CodexBloom - Programming Q&A Platform

GCP Dataflow Pipeline scenarios with 'InvalidTableReference' scenarios When Writing to BigQuery

👀 Views: 0 đŸ’Ŧ Answers: 1 📅 Created: 2025-08-20
gcp dataflow bigquery apache-beam Python

I can't seem to get I'm working through a tutorial and I'm stuck trying to I'm having trouble with I'm working with an scenario with my Apache Beam Dataflow pipeline while trying to write data to BigQuery..... Despite having the correct configuration, I keep getting an 'InvalidTableReference' behavior. My BigQuery dataset and table are both correctly set up, and I confirmed that my service account has the necessary permissions.

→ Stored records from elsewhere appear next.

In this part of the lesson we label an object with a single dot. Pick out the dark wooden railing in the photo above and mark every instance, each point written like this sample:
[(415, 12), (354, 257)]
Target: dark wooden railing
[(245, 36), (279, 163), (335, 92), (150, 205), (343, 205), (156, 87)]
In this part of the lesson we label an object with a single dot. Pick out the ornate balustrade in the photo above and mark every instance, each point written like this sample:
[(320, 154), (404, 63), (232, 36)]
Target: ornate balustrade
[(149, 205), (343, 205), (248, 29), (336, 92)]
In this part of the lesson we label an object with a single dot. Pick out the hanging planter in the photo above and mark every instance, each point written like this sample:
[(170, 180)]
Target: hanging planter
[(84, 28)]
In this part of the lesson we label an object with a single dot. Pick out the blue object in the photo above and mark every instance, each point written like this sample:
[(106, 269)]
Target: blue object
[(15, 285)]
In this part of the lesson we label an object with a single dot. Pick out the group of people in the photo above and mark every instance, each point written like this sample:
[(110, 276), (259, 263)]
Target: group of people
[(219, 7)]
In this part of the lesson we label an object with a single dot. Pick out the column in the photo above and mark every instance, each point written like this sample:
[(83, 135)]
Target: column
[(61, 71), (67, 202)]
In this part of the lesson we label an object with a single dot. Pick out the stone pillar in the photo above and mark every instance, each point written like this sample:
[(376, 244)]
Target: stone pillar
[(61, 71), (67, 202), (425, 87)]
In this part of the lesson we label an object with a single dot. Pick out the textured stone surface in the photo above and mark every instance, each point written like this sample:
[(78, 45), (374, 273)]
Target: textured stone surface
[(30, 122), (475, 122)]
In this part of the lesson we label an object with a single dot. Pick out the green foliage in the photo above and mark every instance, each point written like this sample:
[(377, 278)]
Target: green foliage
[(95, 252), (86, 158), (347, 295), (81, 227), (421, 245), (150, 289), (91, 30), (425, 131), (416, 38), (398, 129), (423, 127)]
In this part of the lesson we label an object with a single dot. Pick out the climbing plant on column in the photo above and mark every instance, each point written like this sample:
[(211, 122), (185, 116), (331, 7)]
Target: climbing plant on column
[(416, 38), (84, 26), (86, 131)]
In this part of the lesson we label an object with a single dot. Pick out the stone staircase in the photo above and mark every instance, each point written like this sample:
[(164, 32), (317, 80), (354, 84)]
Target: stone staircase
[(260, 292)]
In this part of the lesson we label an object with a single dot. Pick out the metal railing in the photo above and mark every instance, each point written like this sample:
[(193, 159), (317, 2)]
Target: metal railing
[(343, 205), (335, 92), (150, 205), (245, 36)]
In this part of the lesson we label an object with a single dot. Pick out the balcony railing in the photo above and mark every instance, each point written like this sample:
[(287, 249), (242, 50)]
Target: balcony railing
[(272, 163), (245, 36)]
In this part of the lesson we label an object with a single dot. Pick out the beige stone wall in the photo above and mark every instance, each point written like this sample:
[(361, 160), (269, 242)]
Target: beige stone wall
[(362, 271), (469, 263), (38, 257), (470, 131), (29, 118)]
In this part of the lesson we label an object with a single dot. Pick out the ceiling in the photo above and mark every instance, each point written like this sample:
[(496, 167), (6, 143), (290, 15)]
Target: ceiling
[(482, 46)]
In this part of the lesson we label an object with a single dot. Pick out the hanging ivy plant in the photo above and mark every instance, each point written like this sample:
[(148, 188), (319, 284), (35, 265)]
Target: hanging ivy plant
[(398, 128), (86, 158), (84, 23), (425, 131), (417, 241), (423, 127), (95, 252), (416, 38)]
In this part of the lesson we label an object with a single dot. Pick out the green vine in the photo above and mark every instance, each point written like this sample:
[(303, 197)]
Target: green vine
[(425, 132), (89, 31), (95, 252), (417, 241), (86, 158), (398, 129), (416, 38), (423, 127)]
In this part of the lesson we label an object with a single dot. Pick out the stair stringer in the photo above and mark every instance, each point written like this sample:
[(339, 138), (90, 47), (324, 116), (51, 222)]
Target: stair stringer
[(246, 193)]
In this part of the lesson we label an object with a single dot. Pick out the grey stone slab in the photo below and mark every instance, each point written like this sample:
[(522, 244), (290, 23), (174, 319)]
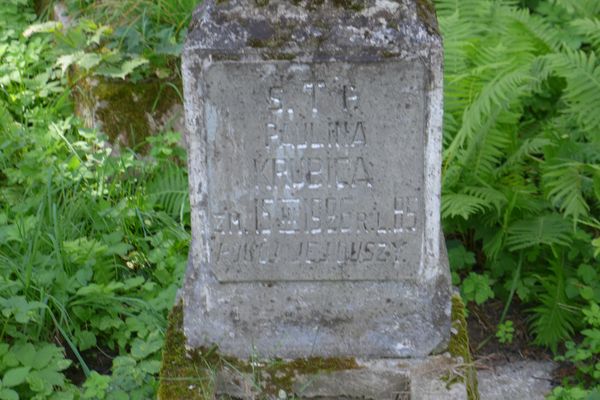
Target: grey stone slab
[(390, 379), (314, 158), (531, 380)]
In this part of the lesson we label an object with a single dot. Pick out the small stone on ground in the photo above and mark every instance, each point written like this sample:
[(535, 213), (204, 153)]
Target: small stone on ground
[(526, 380)]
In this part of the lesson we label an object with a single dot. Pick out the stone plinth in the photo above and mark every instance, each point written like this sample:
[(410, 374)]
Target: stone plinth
[(314, 160)]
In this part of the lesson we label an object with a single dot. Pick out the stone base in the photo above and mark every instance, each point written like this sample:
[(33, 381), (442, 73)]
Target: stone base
[(205, 374), (433, 378)]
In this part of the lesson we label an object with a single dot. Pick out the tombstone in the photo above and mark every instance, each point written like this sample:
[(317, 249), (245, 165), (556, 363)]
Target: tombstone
[(314, 165)]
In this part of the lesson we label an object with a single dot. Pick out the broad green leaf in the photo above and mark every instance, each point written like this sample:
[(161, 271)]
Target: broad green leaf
[(15, 376), (89, 60), (43, 27), (8, 394), (25, 353), (44, 355), (68, 59)]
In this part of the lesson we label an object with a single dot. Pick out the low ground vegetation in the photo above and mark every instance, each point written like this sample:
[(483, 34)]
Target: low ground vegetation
[(93, 245)]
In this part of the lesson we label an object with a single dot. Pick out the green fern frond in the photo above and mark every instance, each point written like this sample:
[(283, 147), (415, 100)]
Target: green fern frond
[(528, 148), (495, 96), (582, 94), (462, 205), (553, 320), (550, 229), (494, 198), (521, 25), (168, 191), (580, 7), (565, 183)]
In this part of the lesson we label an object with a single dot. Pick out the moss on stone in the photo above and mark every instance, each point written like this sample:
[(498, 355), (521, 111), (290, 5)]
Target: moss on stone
[(191, 374), (122, 108), (426, 13), (459, 347)]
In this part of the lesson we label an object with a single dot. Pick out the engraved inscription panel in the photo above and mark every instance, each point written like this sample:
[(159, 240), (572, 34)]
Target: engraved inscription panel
[(315, 171)]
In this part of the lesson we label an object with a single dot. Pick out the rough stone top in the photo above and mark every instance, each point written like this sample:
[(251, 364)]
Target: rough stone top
[(313, 30)]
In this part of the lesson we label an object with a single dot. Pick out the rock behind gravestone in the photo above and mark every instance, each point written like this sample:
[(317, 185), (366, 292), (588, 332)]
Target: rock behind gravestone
[(314, 158)]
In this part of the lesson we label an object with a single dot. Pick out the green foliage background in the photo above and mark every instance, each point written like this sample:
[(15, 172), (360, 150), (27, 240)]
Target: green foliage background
[(93, 245)]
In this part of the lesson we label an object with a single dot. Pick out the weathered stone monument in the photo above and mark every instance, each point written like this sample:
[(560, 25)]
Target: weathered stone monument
[(314, 155)]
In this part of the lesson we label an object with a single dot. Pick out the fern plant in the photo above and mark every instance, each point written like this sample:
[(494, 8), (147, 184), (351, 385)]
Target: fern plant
[(521, 172)]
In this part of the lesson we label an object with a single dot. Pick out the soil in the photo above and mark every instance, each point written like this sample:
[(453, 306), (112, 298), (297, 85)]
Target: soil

Here's the relevant code snippet for writing to BigQuery: ```python from apache_beam.io import WriteToBigQuery from apache_beam import Pipeline project_id = 'my-gcp-project' dataset_id = 'my_dataset' table_id = 'my_table' def run(): with Pipeline(options=PipelineOptions()) as p: (p | 'ReadFromSource' >> beam.io.ReadFromText('gs://my-bucket/source-data.txt') | 'TransformData' >> beam.Map(lambda x: {'field1': x.split(',')[0], 'field2': int(x.split(',')[1])}) | 'WriteToBigQuery' >> WriteToBigQuery( table='{}:{}.{})'.format(project_id, dataset_id, table_id), write_disposition=beam.io.BigQueryDisposition.WRITE_APPEND )) if __name__ == '__main__': run() ``` The behavior message I'm receiving is: ``` ValueError: Invalid table reference 'my-gcp-project:my_dataset.my_table': Table 'my-gcp-project:my_dataset.my_table' not found. ``` I've double-checked the dataset and table names, and they exist in the BigQuery interface. I'm using the following versions of libraries: - Apache Beam: 2.34.0 - Google Cloud BigQuery client: 2.34.0 I also verified that the service account used by Dataflow has roles `BigQuery Data Editor` and `BigQuery User`. Is there something I might be missing regarding the table reference or permissions that could lead to this scenario? I'm working with Python in a Docker container on Windows 11. Thanks for taking the time to read this! This issue appeared after updating to Python 3.9. I'm working with Python in a Docker container on Debian. I'd really appreciate any guidance on this.